SAS Rogue Heroes Review

SAS Rogue Heroes
Cairo, 1941. As the Nazis advance on the African front, a bunch of bolshie military men who refuse to play by the rules form a new “shadow” regiment, and they’re given license to halt the enemy by any means necessary. Which is how the SAS was born.

by Boyd Hilton |
Published on

When news dropped that Peaky Blinders’ creator Steven Knight was working on a drama series telling the origin story of the SAS set in the middle of World War II, it made perfect sense. After all, Peaky is a story of hyper-masculine men in uniform (albeit flat caps and tweed jackets) operating outside the rules of “normal” polite society while wielding big weapons. And Cillian Murphy’s Tommy Shelby, who suffered with PTSD after his wartime experiences, ran his own army of brave young men. It’s just they were fighting rival criminal gangs rather than say, the Nazis (although Nazis got involved in the end, too). If anything, this actual war story takes a much more jaunty, often jocular approach to its wartime setting. It is, at least to start with, a veritable romp, although the nasty, violent reality of life during wartime is unflinchingly portrayed when it needs to be.

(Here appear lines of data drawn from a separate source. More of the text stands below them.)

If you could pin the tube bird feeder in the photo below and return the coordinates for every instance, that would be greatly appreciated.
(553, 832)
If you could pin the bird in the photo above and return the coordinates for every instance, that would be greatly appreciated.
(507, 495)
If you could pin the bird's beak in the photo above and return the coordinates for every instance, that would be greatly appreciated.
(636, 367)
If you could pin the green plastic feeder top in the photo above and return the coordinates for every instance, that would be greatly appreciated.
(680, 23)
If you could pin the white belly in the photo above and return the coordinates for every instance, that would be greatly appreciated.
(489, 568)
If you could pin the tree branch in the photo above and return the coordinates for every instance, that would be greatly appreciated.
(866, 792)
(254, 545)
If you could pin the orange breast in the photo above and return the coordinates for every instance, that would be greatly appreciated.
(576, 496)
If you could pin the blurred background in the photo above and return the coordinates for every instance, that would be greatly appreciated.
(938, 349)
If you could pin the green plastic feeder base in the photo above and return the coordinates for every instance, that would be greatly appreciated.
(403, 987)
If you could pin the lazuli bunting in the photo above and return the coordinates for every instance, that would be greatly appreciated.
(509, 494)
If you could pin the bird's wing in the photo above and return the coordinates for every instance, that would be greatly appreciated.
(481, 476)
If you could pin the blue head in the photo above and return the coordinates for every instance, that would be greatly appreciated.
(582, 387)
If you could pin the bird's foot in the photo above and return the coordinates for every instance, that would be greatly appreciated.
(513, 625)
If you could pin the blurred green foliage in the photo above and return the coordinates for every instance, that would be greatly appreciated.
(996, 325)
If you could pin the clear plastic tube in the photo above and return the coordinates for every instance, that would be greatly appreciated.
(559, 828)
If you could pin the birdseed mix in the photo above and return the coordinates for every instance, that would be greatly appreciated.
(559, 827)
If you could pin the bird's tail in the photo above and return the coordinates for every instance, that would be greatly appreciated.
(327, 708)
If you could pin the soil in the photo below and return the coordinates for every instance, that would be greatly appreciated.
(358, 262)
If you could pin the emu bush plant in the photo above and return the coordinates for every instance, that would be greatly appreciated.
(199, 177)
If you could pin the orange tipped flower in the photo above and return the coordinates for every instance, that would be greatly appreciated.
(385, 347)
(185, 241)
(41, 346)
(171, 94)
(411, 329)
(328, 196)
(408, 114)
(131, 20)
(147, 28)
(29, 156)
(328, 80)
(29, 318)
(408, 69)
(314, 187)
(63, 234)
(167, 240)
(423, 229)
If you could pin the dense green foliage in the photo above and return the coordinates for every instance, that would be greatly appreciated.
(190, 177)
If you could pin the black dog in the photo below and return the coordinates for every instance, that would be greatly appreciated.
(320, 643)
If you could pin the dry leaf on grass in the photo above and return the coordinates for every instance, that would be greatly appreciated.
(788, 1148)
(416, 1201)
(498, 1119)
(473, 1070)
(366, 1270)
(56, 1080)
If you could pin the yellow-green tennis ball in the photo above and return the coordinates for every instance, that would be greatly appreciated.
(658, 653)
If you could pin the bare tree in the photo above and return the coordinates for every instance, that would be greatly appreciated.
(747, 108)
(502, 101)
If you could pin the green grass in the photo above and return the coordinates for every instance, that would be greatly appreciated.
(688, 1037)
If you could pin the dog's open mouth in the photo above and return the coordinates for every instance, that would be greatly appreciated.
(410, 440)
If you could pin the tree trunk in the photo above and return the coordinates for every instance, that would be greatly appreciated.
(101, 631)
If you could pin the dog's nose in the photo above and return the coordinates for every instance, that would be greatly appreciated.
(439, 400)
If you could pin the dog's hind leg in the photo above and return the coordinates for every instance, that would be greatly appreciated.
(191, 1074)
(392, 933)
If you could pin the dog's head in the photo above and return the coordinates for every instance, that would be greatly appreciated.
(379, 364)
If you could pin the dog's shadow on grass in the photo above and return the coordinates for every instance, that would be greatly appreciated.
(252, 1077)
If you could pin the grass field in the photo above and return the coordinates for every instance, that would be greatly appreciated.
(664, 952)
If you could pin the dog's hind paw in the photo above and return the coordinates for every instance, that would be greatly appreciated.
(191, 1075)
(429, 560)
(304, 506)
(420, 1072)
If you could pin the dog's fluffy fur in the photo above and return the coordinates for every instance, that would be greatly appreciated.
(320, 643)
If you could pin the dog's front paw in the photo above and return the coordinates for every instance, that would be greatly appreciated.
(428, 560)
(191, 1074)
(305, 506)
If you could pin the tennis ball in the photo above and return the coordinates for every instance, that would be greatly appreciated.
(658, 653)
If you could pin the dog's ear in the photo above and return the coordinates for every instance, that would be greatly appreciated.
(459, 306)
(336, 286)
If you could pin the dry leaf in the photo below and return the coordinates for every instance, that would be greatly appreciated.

From the off, this series is everything you’d expect from a Steven Knight production. His signature punky tone is very much present and correct, marked by the use of thumping anachronistic, rock-tastic needle drops (AC/DC’s ‘Highway To Hell’ and The Stranglers’ ‘Something Better Change’ are particularly well deployed), splashy on-screen graphics, and punchy dialogue full of relentless profanity (the phrase “What the fuck are you doing here?” is uttered a lot). Even the wording of the opening disclaimer is playful: “Based on a true story, the events depicted which seem most unbelievable… are mostly true”. As the series winds on, it becomes startlingly clear this is no idle boast, and Knight’s scripts revel in the Catch-22-style gallows humour of its often insane situations, while the big action set-pieces are skilfully handled by director Tom Shankland (The Serpent).

Among the impressive ensemble, Connor Swindells (Sex Education) stands out as David Stirling, the driving force behind the crackpot scheme to create the new, secret regiment that became the SAS. We first meet him in a genuinely funny sequence in which he refuses to kow-tow to a superior officer (played with relish by comedian Miles Jupp), and his cocky insouciance does not let up from there. Jack O’Connell is as committed as ever in the surprisingly complex role of poetry-loving Paddy Mayne, an Irishman who spends a lot of time in military jail as punishment for attacking various commanding officers, but who forms a deep friendship with fellow Irishman Eoin McGonigal (Donal Finn), which is beautifully understated. And if you’re wondering whether there’s any room for women in this story, Sofia Boutella pops up from time to time as a French-Algerian spy, mainly to spar with Dominic West’s wilfully eccentric intelligence officer Lieutenant Colonel Wrangel Clarke, who randomly arrives on the scene in full drag. If Boutella's role feels a tad inconsequential, her tête-à-têtes with Swindells and West do sparkle. As does the whole riotously thrilling series.

Writer Steven Knight brings his A-game to this vividly realised and relentlessly enthralling account of the creation of the SAS.